И вот однажды, в одно из воскресений, особенно «мучаясь дурью», Иоанна, стыдясь, но утешая себя тем, что ностальгия по прошлому свойственна нынче человечеству в целом, приехала на площадь трёх вокзалов и взяла билет в детство.
Паровиков, естественно, уже не было, электричка до её станции шла около получаса, и, вообще, Иоанне казалось, что она просто едет в наземном поезде метро по новому району Москвы. Кварталы многоэтажных домов, заводы, бетонные платформы со станционными стекляшками… Участки леса проносились мимо окон быстро и редко, будто поезд въезжал на несколько секунд в зелёный тоннель.
А городок её детства стал теперь настоящим городом. Здесь ходили автобусы, такси и, пробираясь сквозь лабиринт многоэтажных новостроек, она опять не могла отделаться от ощущения, что так и не уехала из Москвы.
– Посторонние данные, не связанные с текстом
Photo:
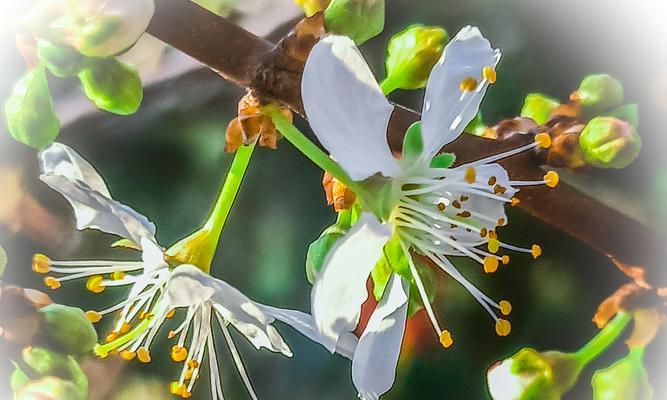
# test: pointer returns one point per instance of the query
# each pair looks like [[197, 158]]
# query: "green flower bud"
[[112, 85], [311, 7], [599, 93], [625, 379], [361, 20], [95, 28], [607, 142], [69, 327], [62, 61], [531, 375], [49, 388], [411, 55], [538, 107], [31, 118]]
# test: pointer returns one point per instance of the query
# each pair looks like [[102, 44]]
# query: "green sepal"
[[61, 61], [444, 160], [628, 113], [538, 107], [29, 111], [69, 328], [319, 249], [361, 20], [112, 85], [413, 143]]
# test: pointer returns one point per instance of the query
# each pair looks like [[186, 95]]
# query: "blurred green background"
[[167, 161]]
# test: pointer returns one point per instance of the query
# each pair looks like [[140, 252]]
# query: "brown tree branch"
[[252, 62]]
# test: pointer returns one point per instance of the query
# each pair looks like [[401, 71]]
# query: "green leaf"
[[62, 61], [413, 143], [31, 118], [112, 85], [628, 113], [361, 20], [444, 160]]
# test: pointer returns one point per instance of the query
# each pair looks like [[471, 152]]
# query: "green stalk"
[[605, 338]]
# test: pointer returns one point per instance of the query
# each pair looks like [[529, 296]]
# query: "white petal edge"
[[340, 288], [376, 356], [74, 178], [447, 110], [346, 108]]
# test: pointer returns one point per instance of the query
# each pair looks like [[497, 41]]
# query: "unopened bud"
[[361, 20], [69, 327], [599, 93], [411, 55], [538, 107], [607, 142], [625, 379]]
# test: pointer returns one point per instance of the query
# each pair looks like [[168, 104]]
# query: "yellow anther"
[[143, 355], [505, 307], [118, 275], [470, 175], [41, 263], [490, 264], [503, 327], [51, 282], [127, 355], [93, 316], [543, 140], [446, 339], [551, 179], [125, 328], [536, 250], [490, 74], [469, 84], [494, 245], [179, 354], [94, 284]]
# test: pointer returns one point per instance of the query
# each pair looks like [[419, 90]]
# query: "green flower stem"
[[605, 338], [321, 159]]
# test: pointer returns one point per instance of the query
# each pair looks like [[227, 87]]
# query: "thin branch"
[[252, 62]]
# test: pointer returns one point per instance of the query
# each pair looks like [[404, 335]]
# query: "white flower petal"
[[347, 109], [75, 179], [448, 110], [340, 288], [305, 324], [189, 284], [374, 362]]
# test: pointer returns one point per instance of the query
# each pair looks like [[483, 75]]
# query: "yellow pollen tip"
[[127, 355], [94, 284], [470, 175], [494, 245], [536, 250], [543, 140], [503, 327], [93, 316], [468, 84], [179, 354], [446, 339], [490, 74], [118, 275], [41, 264], [52, 282], [143, 355], [505, 307], [490, 264], [551, 179]]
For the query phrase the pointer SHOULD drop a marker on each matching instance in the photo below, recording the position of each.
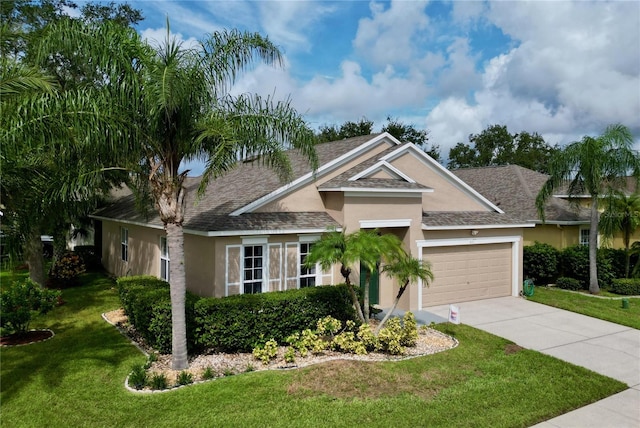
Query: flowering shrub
(66, 270)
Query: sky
(563, 69)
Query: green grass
(76, 379)
(606, 309)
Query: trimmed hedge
(569, 284)
(626, 287)
(147, 302)
(574, 263)
(540, 262)
(240, 323)
(230, 324)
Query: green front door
(374, 285)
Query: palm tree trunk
(35, 258)
(365, 303)
(178, 284)
(393, 308)
(594, 288)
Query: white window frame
(263, 267)
(312, 272)
(581, 239)
(165, 261)
(124, 244)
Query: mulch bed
(27, 338)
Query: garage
(469, 270)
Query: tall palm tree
(406, 270)
(595, 166)
(621, 214)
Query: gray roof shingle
(514, 189)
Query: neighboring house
(250, 232)
(514, 189)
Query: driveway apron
(604, 347)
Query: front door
(374, 284)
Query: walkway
(604, 347)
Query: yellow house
(250, 232)
(514, 189)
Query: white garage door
(468, 272)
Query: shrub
(540, 262)
(89, 256)
(574, 262)
(65, 271)
(184, 378)
(21, 301)
(158, 381)
(147, 302)
(138, 377)
(239, 323)
(626, 287)
(569, 284)
(266, 352)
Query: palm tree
(331, 249)
(621, 214)
(368, 247)
(406, 270)
(594, 166)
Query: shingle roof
(436, 219)
(514, 189)
(242, 185)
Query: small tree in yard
(21, 301)
(406, 270)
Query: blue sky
(564, 69)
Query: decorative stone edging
(35, 341)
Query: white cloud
(390, 36)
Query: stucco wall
(144, 250)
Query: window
(253, 269)
(124, 244)
(584, 236)
(164, 259)
(307, 275)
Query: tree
(595, 166)
(331, 249)
(409, 134)
(496, 146)
(347, 130)
(621, 214)
(368, 247)
(406, 270)
(55, 95)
Она ничего не узнавала, и уж совсем было отчаялась найти что-либо хоть отдалённо имеющее отношение к той фотографии, как вдруг поняла, что стоит в той самой точке, где был прежде поворот дороги к дому. Только нет впереди ни огородов, ни луга, ни леса за ними, ни, тем более, пруда с болтающейся на иве верёвкой, а есть Комбинат бытового обслуживания, перед которым толпится народ в ожидании конца обеденного перерыва, есть детский сад с ярко раскрашенными качалками и песочницами, а дальше дома, дома, жители которых ходят в этот Комбинат сдать в чистку костюм или починить телевизор, их дети — в этот садик или вон в ту школу, а вечерами взрослые берут этих своих детей и идут вон в тот кинотеатр, если дети до шестнадцати допускаются…
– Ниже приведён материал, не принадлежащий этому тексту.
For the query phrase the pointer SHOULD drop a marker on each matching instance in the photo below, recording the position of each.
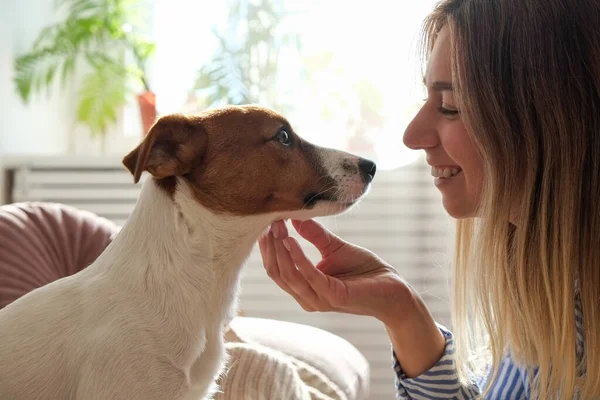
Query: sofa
(269, 359)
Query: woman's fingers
(324, 240)
(273, 269)
(294, 280)
(318, 281)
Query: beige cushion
(332, 356)
(42, 242)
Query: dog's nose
(367, 169)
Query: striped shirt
(441, 381)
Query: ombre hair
(526, 75)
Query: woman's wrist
(418, 343)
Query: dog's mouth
(313, 198)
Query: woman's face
(438, 129)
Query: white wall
(47, 125)
(42, 126)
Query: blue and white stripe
(441, 381)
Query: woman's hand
(348, 279)
(353, 280)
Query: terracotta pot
(147, 104)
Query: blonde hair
(527, 78)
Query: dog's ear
(173, 146)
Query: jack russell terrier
(145, 320)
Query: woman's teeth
(444, 172)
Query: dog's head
(245, 160)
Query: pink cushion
(42, 242)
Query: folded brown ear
(173, 146)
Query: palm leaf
(102, 94)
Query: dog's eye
(283, 137)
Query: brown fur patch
(232, 160)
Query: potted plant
(97, 35)
(244, 69)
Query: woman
(511, 127)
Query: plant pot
(147, 104)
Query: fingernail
(275, 230)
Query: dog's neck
(175, 242)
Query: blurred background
(81, 80)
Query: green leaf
(102, 94)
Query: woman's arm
(423, 354)
(417, 341)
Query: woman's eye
(284, 138)
(447, 111)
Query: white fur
(145, 320)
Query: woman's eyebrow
(440, 86)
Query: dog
(145, 321)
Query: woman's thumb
(325, 241)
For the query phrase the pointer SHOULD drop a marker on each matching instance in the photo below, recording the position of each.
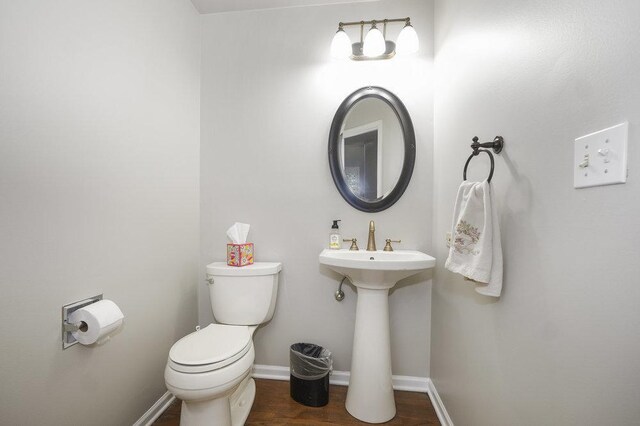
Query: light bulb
(340, 45)
(407, 41)
(374, 44)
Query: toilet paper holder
(68, 328)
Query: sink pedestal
(370, 394)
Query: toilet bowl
(210, 365)
(210, 369)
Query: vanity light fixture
(375, 45)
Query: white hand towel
(476, 251)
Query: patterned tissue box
(240, 254)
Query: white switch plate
(600, 158)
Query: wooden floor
(274, 406)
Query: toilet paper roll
(101, 318)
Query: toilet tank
(243, 295)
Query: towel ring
(464, 173)
(497, 144)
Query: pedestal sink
(370, 394)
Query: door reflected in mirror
(371, 149)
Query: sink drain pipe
(339, 293)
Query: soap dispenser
(334, 236)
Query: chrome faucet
(371, 243)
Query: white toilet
(210, 369)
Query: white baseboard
(156, 410)
(441, 411)
(341, 378)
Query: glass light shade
(374, 44)
(407, 41)
(341, 45)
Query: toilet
(210, 369)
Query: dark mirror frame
(409, 148)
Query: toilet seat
(211, 348)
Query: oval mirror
(372, 149)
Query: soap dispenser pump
(334, 236)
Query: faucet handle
(387, 247)
(354, 245)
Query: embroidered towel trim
(476, 252)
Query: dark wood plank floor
(273, 406)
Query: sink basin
(376, 269)
(370, 395)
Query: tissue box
(239, 254)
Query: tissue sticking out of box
(238, 233)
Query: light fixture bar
(347, 24)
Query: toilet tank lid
(258, 268)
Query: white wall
(269, 93)
(561, 346)
(99, 146)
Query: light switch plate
(600, 158)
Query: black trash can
(309, 374)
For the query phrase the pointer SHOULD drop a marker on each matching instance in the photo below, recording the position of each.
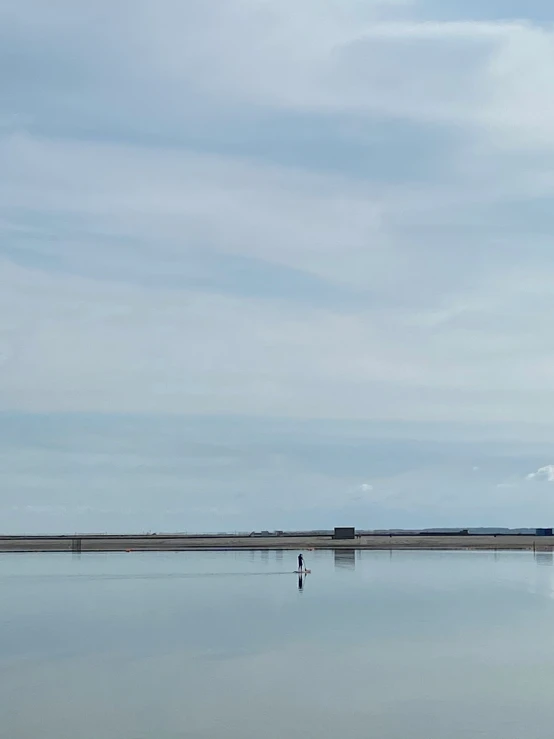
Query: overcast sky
(270, 263)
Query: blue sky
(275, 264)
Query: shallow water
(425, 645)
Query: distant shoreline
(78, 543)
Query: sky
(276, 264)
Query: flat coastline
(180, 542)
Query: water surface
(425, 645)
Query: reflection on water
(424, 645)
(345, 558)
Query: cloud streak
(333, 214)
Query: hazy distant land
(483, 539)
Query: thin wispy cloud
(336, 213)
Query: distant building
(344, 532)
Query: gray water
(425, 645)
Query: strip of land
(183, 542)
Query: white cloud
(543, 473)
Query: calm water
(211, 645)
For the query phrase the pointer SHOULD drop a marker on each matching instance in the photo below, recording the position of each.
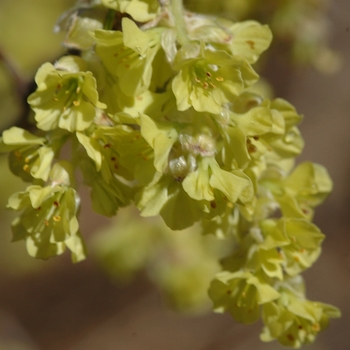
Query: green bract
(140, 10)
(48, 221)
(295, 321)
(161, 109)
(64, 99)
(30, 157)
(241, 294)
(209, 79)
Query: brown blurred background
(55, 305)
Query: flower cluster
(160, 109)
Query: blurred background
(55, 305)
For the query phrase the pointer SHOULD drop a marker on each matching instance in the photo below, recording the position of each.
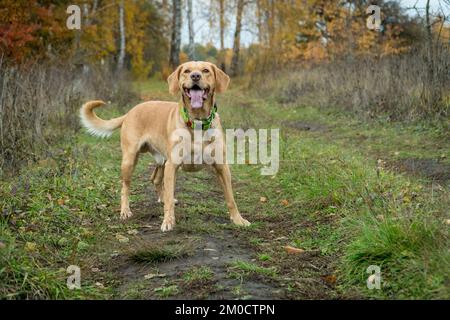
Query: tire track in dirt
(216, 249)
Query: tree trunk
(191, 30)
(237, 39)
(175, 43)
(222, 33)
(121, 58)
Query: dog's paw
(168, 224)
(238, 220)
(125, 214)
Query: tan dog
(148, 128)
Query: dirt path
(214, 250)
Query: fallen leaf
(122, 239)
(293, 250)
(30, 246)
(154, 275)
(331, 279)
(133, 232)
Вот что было впереди, а тропинка… Тропинка осталась. И вела она к её дому.
Поразительно, что здесь ничего существенно не изменилось, будто этот клочок земли с её домом, с ведущей на чердак лестницей, с тремя берёзами у подъезда и даже протянутой меж берёзами бельевой верёвкой, был аккуратно вырезан из её памяти и пересажен сюда, в этот другой новый мир. Но город отторгал, не принимал его, как нечто чужеродное, несовместимое. Бывшее когда-то реальностью, насыщенной жизнью и красками плотью, съёжилось, обесцветилось, оно ещё было, но умирало и рушилось на глазах.
Дом уже давно не ремонтировали, штукатурка на стенах была вся в трещинах и подтёках, местами облупилась, и там, будто рёбра, просвечивала дранка, на крыше проступали ржавые пятна. Грязное осеннее месиво вокруг дома составляло невыгодный контраст с чистенькими, закованными в бетон тротуарами, по которым она только что шла.
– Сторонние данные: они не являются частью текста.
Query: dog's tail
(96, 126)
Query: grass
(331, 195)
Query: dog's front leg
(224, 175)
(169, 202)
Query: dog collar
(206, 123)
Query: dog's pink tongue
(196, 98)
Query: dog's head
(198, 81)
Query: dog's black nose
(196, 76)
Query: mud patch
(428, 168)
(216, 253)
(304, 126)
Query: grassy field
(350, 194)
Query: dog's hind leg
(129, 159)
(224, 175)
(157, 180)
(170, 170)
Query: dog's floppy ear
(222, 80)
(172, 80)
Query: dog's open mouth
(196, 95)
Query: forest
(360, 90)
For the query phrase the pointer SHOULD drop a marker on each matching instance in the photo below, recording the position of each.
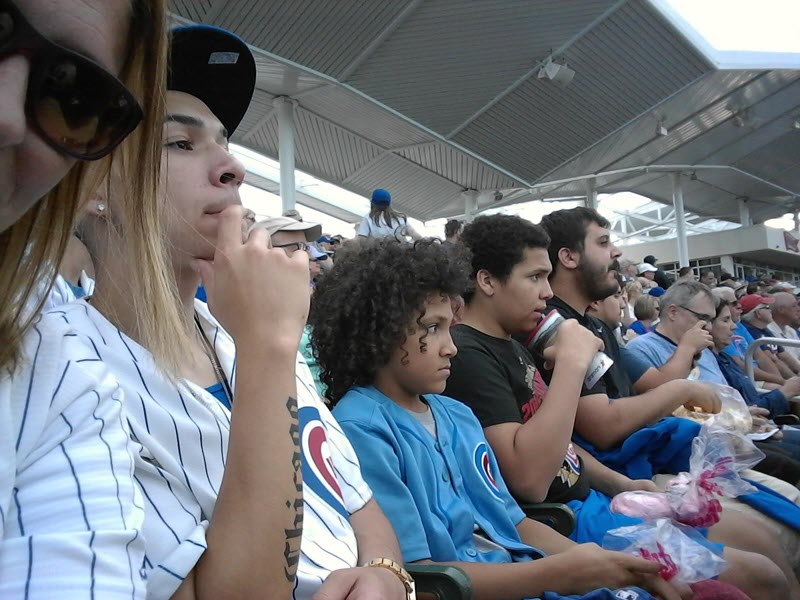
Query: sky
(742, 25)
(732, 32)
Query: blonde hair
(32, 248)
(645, 308)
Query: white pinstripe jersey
(183, 432)
(70, 515)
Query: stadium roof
(432, 98)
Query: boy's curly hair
(364, 309)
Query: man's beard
(593, 280)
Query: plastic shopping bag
(682, 552)
(718, 455)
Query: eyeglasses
(700, 316)
(77, 107)
(293, 247)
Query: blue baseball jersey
(71, 517)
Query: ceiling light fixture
(558, 73)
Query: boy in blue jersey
(530, 429)
(424, 455)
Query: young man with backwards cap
(237, 455)
(292, 235)
(384, 221)
(786, 318)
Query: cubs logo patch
(482, 463)
(572, 459)
(318, 472)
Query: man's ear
(485, 282)
(569, 259)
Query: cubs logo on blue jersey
(318, 472)
(481, 460)
(572, 459)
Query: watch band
(399, 571)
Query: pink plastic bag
(718, 455)
(682, 552)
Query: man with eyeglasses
(687, 311)
(293, 235)
(766, 373)
(585, 262)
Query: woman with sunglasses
(77, 77)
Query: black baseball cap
(215, 66)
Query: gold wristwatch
(399, 571)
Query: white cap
(646, 268)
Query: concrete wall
(720, 243)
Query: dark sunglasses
(76, 106)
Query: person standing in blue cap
(248, 486)
(384, 221)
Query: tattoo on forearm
(291, 552)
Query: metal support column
(680, 220)
(591, 194)
(470, 204)
(284, 109)
(744, 213)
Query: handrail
(751, 349)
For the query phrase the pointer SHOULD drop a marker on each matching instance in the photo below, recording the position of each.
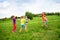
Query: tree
(29, 15)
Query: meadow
(35, 31)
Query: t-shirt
(22, 21)
(14, 20)
(26, 20)
(44, 18)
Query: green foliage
(29, 15)
(34, 30)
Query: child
(44, 20)
(22, 23)
(26, 22)
(14, 23)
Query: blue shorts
(22, 26)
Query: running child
(14, 24)
(22, 23)
(26, 23)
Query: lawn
(35, 31)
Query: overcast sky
(19, 7)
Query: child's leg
(14, 28)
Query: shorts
(26, 23)
(22, 26)
(45, 22)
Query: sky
(19, 7)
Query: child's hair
(43, 14)
(22, 16)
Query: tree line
(30, 15)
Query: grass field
(35, 30)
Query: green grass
(34, 28)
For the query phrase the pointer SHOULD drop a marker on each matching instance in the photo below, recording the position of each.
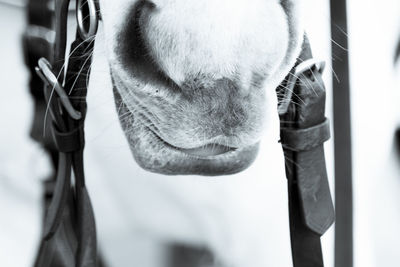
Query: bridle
(69, 236)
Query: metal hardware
(45, 72)
(87, 18)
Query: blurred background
(373, 48)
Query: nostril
(132, 45)
(133, 49)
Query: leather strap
(69, 236)
(342, 133)
(304, 128)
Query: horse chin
(155, 155)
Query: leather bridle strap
(304, 129)
(69, 237)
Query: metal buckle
(305, 66)
(87, 9)
(38, 42)
(45, 72)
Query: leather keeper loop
(305, 139)
(71, 141)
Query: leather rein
(69, 235)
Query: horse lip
(208, 150)
(203, 151)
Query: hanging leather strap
(69, 236)
(304, 129)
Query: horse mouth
(152, 153)
(206, 151)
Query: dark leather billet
(304, 129)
Там, где тропинка поворачивала к её дому, асфальт обрывался. Экономия. Это напоминало доску для ныряльщиков на пруду.
Когда-то её дом был предназначен стать началом нового города — двухэтажный среди одноэтажных. Видимо, поэтому ему и удавалось до сих пор держаться в реконструкторских планах. Но город шагнул мимо эпохи двухэтажек, в эпоху многоэтажную, блочную и крупнопанельную. Её дом не был ни началом нового города, ни концом старого. Он ничего не выражал и не символизировал, он был сам по себе, чужаком.